Seokjin
25 Haziran Yıl 19
Sınıftan depoya dönmüş odada kimse yoktu. Burada buluşmak için önceden plan yapmazdık ama genelde içeride birileri olurdu. Böyle bir sessizlik nadirdi. İçeriye girdiğimde, camın kenarında bir saksı gördüm. Buraya kim bir bitki getirmiş olabilir ki? Oda elektrik olmadığından hep karanlıktı, ama bitki kirli camlardan gelen yarım yamalak ışığın altında yemyeşil görünüyordu. Telefonumla birkaç fotoğraf çektim. Beklediğim gibi, fotoğraflar pek güzel çıkmadı. Hep fotoğrafların insan gözünün gördüğünü tam olarak yakalayamadıklarını düşünmüşümdür.
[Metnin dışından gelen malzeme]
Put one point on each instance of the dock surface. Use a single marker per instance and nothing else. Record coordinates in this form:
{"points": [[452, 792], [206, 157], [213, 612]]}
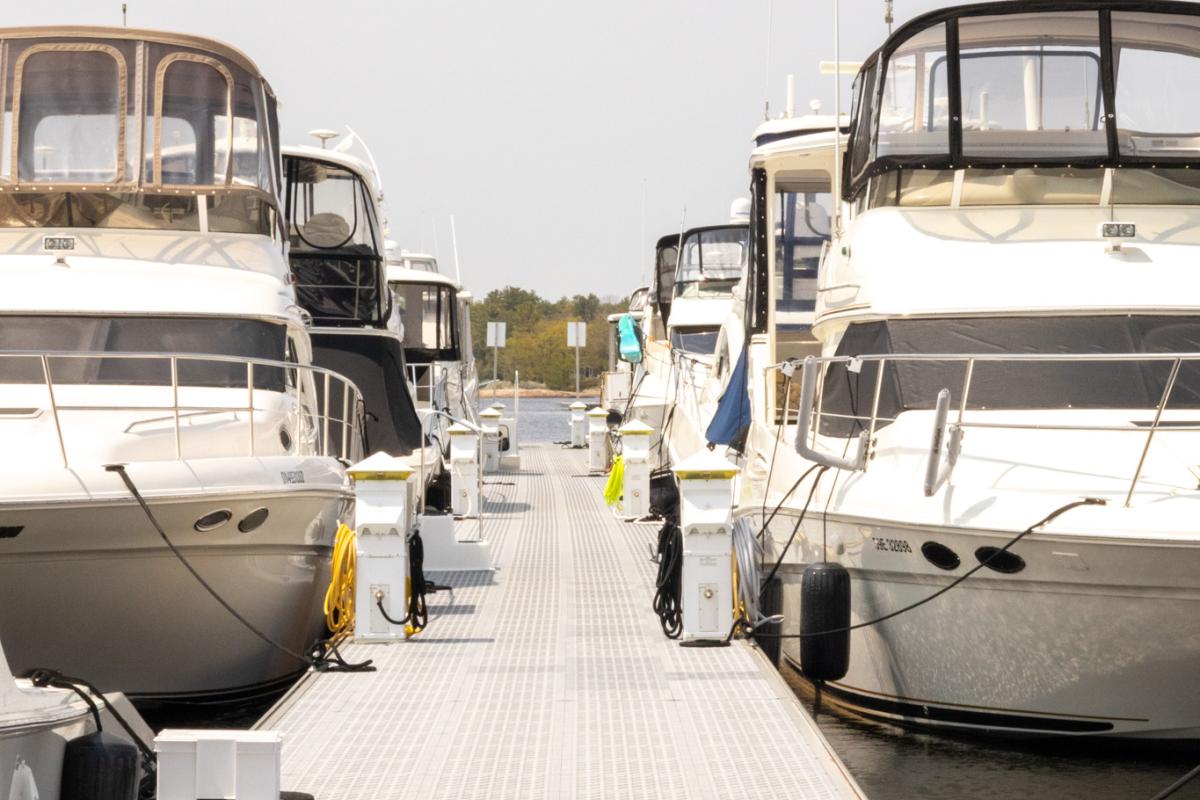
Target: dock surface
{"points": [[552, 679]]}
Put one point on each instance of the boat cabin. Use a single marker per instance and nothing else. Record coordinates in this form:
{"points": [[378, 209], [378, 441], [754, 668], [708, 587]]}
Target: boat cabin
{"points": [[121, 128]]}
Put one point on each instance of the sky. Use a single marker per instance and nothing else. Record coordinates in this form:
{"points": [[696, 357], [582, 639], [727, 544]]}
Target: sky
{"points": [[563, 137]]}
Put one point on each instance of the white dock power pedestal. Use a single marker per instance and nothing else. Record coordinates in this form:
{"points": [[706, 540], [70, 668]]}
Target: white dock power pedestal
{"points": [[490, 420], [706, 505], [382, 527], [598, 439], [635, 449], [579, 425], [465, 486]]}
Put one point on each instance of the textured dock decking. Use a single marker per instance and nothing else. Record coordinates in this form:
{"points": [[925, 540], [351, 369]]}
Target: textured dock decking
{"points": [[553, 679]]}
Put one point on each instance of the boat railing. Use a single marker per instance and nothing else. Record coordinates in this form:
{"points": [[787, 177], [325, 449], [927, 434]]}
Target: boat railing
{"points": [[946, 439], [333, 434]]}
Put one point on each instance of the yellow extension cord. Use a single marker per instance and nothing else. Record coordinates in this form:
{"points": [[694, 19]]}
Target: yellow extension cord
{"points": [[340, 596], [616, 485]]}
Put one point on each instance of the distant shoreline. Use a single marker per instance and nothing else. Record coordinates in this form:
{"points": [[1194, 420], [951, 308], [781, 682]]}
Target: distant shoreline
{"points": [[505, 392]]}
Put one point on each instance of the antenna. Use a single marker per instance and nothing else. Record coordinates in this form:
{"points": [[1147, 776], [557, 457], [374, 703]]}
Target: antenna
{"points": [[641, 241], [375, 167], [837, 125], [766, 74], [324, 134], [454, 239]]}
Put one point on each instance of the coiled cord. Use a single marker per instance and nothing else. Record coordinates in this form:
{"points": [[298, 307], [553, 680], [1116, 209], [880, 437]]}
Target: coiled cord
{"points": [[669, 585]]}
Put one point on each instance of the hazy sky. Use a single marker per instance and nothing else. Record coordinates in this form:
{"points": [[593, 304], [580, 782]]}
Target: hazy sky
{"points": [[540, 125]]}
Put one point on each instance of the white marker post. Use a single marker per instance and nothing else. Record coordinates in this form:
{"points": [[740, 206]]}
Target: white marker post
{"points": [[576, 337], [497, 335]]}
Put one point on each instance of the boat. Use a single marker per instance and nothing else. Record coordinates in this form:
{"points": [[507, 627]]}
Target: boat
{"points": [[151, 349], [999, 385], [337, 257], [435, 316], [36, 722]]}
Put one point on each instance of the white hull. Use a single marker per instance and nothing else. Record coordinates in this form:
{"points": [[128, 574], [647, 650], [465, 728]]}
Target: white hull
{"points": [[1092, 637], [31, 756], [89, 588]]}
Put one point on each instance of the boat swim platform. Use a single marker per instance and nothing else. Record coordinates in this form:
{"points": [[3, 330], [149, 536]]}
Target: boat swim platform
{"points": [[552, 679]]}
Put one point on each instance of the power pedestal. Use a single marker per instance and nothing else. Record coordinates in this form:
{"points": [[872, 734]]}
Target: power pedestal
{"points": [[382, 529], [706, 505], [579, 425], [465, 476], [490, 420], [598, 439], [635, 449]]}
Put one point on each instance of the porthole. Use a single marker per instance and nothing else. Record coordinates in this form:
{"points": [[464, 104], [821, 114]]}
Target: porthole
{"points": [[213, 521], [1000, 560], [940, 555], [253, 521]]}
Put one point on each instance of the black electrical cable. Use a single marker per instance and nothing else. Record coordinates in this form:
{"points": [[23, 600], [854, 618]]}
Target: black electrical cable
{"points": [[669, 584], [1179, 785], [342, 666], [1044, 521], [89, 693], [418, 613], [799, 521]]}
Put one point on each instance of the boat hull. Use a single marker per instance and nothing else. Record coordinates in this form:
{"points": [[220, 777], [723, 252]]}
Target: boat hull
{"points": [[89, 588], [1090, 637]]}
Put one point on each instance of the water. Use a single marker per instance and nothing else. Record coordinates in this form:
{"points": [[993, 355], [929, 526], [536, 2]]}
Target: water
{"points": [[543, 419], [892, 763]]}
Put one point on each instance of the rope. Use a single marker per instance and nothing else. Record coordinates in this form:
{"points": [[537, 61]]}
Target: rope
{"points": [[340, 595], [1044, 521], [306, 659]]}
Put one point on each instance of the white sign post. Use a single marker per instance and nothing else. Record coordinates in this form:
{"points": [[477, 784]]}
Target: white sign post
{"points": [[576, 337], [497, 334]]}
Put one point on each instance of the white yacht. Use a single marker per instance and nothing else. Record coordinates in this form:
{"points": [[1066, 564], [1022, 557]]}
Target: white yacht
{"points": [[1008, 328], [435, 316], [35, 726], [336, 252], [148, 324]]}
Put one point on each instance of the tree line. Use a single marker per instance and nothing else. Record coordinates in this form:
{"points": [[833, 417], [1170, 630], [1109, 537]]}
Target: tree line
{"points": [[537, 336]]}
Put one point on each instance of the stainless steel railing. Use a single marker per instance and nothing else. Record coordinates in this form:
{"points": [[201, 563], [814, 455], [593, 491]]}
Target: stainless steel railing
{"points": [[947, 435], [313, 417]]}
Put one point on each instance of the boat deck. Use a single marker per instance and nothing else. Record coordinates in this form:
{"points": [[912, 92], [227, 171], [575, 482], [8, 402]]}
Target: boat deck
{"points": [[552, 679]]}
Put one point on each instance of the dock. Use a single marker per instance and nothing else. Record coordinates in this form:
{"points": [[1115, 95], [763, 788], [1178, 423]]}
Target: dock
{"points": [[552, 679]]}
Saksıya yaklaştığımda, konduğu yerin altında H harfinin yazdığını gördüm. Saksıyı kaldırdım ve "Hoseok'un bitkisi" yazısıyla karşılaştım. Güldüm. Bilmeliydim. Saksıyı, yazıyı tamamen kapatacak bir biçimde yerine koydum ve etrafa bakındım. Daha önce fark etmemiştim, fakat cam kenarları graffiti ve çizimlerle doluydu. Sadece cam kenarları değil, duvarlar ve hatta tavan bile "Üniversiteye gir ya da öl!" gibi cümlelerle, platonik aşıkların itiraflarıyla, tarihlerle, tanımadığım isimlerle doluydu. Bu depo da bir zamanlar normal bir sınıf olarak kullanılmış olmalıydı. Her sabah öğrencilerin gelişini, ve öğleden sonra gidişlerini görmüş olmalıydı. Öğrenciler, tatil dönüşü, aylarca boş kalan bu sınıfı doldurup yüksek sesle konuşup özlem gidermiş olmalıydı. Bazıları bizim gibi geciktiğinden veya okulu astığından cezalandırılmış olmalıydı. Peki bu sınıf şiddet kullanan öğretmenleri, bitmek bilmeyen ödevleri görmüş müdür? Benim gibi arkadaşlarını müdüre ispiyonlayan bir öğrenci olmuş mudur?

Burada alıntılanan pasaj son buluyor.